Yesterday, the big movie news I came across was that Mary Poppins is getting a remake/sequel. Rob Marshall and the team behind Into the Woods is setting its eyes on portraying the continued adventures of the Banks family, 20 years after the first movie took place. (Will it be all about how Michael is now a jerk of a father, and he needs Mary to come straighten him out? I hope not. That seems a bit too . . . obvious.) But regardless of who’s making it or what it’s about, what spawned this blog post was me seeing how many people are up in arms about it.

Don’t get me wrong. I’m usually right there with those people. Why remake movies that are already awesome in their own right? Why not just let people watch the originals?

I know the typical arguments: remakes are nothing more than money grabs, hastily produced, shoddily acted and directed. Worse yet, fans of the original are required (for the rest of their lives) to note they’re talking about “the original, not the remake.”

But here’s the thing. Remaking a movie does nothing to the original. (Unless you’re up to some serious George Lucas level shenanigans, which is rare.) The original is still there, able to be viewed whenever someone wants. If anything, a remake generates more interest for the original. It exposes a whole new generation to the material, and they’re then free to search out the original at their leisure.

If they don’t search it out? So what. They weren’t likely to search it out anyway.

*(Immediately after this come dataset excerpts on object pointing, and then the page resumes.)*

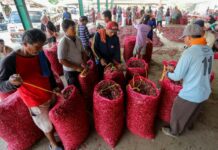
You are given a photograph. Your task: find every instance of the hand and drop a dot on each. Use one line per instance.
(103, 62)
(15, 79)
(170, 68)
(79, 69)
(121, 67)
(57, 91)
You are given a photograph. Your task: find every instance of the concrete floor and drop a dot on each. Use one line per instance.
(203, 137)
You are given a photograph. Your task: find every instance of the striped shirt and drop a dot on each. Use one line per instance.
(84, 35)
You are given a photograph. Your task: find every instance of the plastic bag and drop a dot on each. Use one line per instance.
(109, 111)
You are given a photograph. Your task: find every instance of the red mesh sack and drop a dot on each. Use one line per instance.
(126, 31)
(16, 125)
(70, 119)
(129, 44)
(109, 111)
(212, 76)
(112, 73)
(58, 81)
(142, 102)
(87, 80)
(156, 40)
(173, 33)
(51, 54)
(136, 66)
(169, 91)
(216, 55)
(4, 95)
(149, 49)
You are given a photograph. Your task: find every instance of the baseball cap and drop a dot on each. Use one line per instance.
(192, 30)
(200, 23)
(112, 25)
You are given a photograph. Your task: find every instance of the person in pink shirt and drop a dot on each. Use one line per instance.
(141, 38)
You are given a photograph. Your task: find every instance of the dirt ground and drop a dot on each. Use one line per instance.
(203, 137)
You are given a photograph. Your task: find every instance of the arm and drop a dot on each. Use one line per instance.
(62, 55)
(181, 68)
(96, 47)
(117, 57)
(87, 34)
(7, 68)
(52, 78)
(83, 52)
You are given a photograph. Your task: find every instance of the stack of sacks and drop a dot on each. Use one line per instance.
(16, 125)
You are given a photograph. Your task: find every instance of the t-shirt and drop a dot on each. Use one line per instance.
(84, 35)
(71, 51)
(210, 37)
(194, 67)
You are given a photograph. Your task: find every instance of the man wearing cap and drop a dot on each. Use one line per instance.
(210, 37)
(194, 68)
(106, 47)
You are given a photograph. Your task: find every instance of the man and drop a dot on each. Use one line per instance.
(84, 35)
(5, 50)
(159, 18)
(49, 29)
(66, 14)
(114, 13)
(107, 16)
(194, 68)
(210, 37)
(71, 53)
(141, 38)
(153, 25)
(106, 47)
(29, 65)
(93, 15)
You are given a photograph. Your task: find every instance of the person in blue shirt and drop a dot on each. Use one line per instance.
(106, 47)
(152, 23)
(66, 14)
(194, 69)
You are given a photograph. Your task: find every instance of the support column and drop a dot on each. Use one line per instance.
(23, 13)
(98, 4)
(81, 12)
(106, 4)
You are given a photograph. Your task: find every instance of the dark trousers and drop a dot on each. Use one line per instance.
(183, 115)
(72, 78)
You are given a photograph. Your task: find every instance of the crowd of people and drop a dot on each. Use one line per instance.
(74, 49)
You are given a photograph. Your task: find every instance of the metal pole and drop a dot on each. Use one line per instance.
(81, 12)
(98, 3)
(23, 13)
(106, 4)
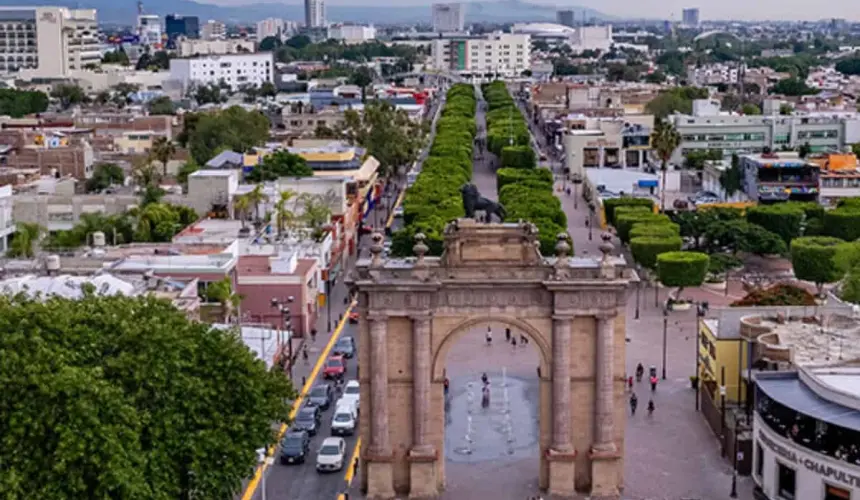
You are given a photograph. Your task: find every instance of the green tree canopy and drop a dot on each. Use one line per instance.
(118, 397)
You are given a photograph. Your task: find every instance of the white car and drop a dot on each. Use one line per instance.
(351, 392)
(331, 455)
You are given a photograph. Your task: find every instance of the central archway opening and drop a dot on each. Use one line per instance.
(491, 411)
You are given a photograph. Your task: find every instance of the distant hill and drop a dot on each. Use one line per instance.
(111, 11)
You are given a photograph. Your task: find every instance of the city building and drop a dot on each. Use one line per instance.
(806, 431)
(181, 26)
(770, 177)
(213, 30)
(449, 17)
(351, 33)
(315, 14)
(566, 18)
(49, 40)
(690, 18)
(275, 27)
(191, 48)
(494, 54)
(709, 128)
(236, 70)
(150, 31)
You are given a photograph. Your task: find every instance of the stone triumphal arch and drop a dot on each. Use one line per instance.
(413, 309)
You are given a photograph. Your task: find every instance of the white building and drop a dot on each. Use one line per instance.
(213, 30)
(448, 17)
(351, 33)
(236, 70)
(149, 29)
(499, 53)
(189, 48)
(50, 40)
(275, 27)
(315, 14)
(806, 433)
(590, 38)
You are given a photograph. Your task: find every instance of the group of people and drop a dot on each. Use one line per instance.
(510, 338)
(634, 400)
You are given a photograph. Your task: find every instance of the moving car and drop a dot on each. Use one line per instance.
(351, 392)
(321, 396)
(308, 420)
(344, 420)
(295, 447)
(335, 367)
(345, 346)
(330, 456)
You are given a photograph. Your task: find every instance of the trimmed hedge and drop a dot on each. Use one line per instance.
(682, 269)
(525, 192)
(611, 204)
(434, 199)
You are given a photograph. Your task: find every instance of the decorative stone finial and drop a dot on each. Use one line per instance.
(376, 249)
(419, 249)
(562, 247)
(606, 247)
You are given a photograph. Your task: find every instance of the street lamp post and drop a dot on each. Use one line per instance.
(287, 324)
(665, 326)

The more I think about the topic, the less I think the complainers have a leg to stand on. It’s just like people objecting to a book being adapted, or a book being poorly adapted. Nothing is taken away from the original. A bad remake or bad adaptation can help you understand more why you appreciated and loved the original to begin with.

(This is coming from a man who watched 14 different Huck Finn adaptations, each of them worse than the one before. In other words, I have a fair bit of history thinking about things like this.)

So what am I missing? Are there some solid arguments about the damage a bad remake can do to the original, other than it offending our tender sensibilities? Saying that it shouldn’t be done because Hollywood should produce more original content is also a non-starter for me. Hollywood is going to produce a fair bit of garbage no matter what. Accept that.

If someone wants to give a new stab at old material, more power to ’em. I hope they come up with something brilliant.